Do lado do passivo ficaram mil milhões de euros de provisões, que incluem o montante de 667 milhões de euros constituído para fazer face ao reembolso do papel comercial vendido aos clientes do banco. Do lado das dívidas, estão também o empréstimo de 835 milhões de dólares à Oak Finance, veículo montado pela Goldman Sachs vendido a investidores internacionais, que o Banco de Portugal passou para o BES, e as cartas de conforto passadas a entidades públicas da Venezuela.

Os ativos do BES são, no essencial, o crédito concedido pelo banco e filiais a empresas do Grupo Espírito Santo cujo valor bruto é da ordem dos mil milhões de euros. No entanto, tendo em conta a baixa margem de recuperação destes créditos, estes foram valorizados em apenas 193 milhões de euros, adianta ainda a TVI. Segundo a estação, a gestão liderada por Luís Máximo dos Santos que está a gerir o “banco mau”, conseguiu recuperar 85 milhões de euros destes créditos.

Por estes números, confirma-se que o BES não terá recursos suficientes para reembolsar os seus credores e indemnizar acionistas, conforme aliás já tinha admitido publicamente Luís Máximo dos Santos.

Os valores avançados pela TVI não são ainda os oficiais, e não há indicação se estas contas estão já auditadas. O Observador sabe que uma das questões que tem atrasado o fecho das contas do BES são as opiniões divergentes defendidas pelos dois auditores que estão a trabalhar no processo. A KPMG ficou a auditora do Banco Espírito Santo. A PricewaterhouseCoopers (PwC) trabalhou para o Banco de Portugal na avaliação preliminar de ativos e passivos que levou à separação do BES e do Novo Banco, há precisamente um ano.

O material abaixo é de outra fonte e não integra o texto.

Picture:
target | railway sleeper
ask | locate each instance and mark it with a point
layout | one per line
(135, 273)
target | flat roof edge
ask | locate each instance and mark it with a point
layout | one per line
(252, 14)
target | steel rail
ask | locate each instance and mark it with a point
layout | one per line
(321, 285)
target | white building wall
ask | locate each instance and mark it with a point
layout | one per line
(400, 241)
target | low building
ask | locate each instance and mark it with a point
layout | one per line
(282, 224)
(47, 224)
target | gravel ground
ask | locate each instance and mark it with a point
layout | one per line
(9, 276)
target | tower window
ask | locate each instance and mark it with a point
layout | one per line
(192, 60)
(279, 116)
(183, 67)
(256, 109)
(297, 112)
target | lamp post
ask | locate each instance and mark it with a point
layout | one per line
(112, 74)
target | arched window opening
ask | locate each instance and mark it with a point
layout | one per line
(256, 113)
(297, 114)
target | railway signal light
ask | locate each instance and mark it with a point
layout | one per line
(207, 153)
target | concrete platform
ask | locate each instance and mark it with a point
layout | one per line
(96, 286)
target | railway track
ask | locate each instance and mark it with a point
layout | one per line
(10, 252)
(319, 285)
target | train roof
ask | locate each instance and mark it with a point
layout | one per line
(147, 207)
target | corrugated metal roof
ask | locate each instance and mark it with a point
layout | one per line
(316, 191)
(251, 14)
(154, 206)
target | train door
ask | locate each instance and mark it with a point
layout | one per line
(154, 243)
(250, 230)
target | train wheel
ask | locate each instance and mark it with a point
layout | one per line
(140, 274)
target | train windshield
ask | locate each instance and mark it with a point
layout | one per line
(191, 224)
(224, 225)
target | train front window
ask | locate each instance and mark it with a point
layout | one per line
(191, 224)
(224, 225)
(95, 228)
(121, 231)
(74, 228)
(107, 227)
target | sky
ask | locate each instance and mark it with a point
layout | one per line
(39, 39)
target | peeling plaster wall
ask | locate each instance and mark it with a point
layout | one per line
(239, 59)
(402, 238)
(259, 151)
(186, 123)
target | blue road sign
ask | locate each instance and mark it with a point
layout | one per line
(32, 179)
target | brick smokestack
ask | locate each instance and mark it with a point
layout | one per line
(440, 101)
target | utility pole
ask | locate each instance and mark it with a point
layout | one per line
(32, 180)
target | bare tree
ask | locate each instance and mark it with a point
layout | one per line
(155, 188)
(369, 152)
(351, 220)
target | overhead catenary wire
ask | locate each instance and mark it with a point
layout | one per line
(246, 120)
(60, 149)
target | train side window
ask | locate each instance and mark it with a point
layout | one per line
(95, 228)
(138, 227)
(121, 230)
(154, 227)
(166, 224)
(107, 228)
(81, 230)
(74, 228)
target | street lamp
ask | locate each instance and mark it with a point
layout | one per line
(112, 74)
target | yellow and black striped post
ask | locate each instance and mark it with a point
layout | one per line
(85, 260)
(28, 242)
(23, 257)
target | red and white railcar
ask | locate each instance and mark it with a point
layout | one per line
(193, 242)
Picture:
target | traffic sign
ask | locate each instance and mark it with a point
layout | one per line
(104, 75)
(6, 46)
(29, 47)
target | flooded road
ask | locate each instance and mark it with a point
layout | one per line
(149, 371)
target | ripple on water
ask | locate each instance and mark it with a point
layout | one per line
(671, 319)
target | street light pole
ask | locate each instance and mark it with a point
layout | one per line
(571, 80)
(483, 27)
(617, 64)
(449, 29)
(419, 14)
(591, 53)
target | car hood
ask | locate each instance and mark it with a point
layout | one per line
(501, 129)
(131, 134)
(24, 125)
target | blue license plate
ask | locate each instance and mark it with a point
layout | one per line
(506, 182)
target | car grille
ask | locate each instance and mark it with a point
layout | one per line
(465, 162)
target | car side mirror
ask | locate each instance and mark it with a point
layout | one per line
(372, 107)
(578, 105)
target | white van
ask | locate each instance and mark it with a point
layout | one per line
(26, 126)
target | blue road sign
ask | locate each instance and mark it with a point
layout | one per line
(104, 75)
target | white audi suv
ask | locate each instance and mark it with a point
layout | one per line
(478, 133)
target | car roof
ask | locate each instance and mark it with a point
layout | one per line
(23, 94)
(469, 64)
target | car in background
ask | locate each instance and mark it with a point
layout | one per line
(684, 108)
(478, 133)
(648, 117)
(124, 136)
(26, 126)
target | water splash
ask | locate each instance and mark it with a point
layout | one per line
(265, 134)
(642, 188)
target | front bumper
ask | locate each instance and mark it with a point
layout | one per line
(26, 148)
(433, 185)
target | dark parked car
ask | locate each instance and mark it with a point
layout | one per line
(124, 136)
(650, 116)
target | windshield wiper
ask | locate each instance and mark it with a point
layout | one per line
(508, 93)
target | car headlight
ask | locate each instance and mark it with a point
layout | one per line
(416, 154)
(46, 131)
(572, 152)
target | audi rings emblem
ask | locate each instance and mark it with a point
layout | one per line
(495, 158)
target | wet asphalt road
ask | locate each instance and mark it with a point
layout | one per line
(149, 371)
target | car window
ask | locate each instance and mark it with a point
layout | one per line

De acordo com as regras da resolução, este cenário terá de ser mais favorável aos acionistas e credores do que a alternativa da insolvência do BES, que neste caso incluiria também ativos que passaram para o lado do Novo Banco. Mas estas contas ainda não terão começado a ser feitas.

O BES ainda não anunciou as contas de 2014 ao mercado, apesar de ser uma entidade cotada (embora com a negociação suspensa).

Os valores sobre a situação financeira do “banco mau” foram conhecidos no mesmo dia em que o Banco de Portugal anunciou a recondução de Luís Máximo dos Santos por mais um ano na presidência do BES.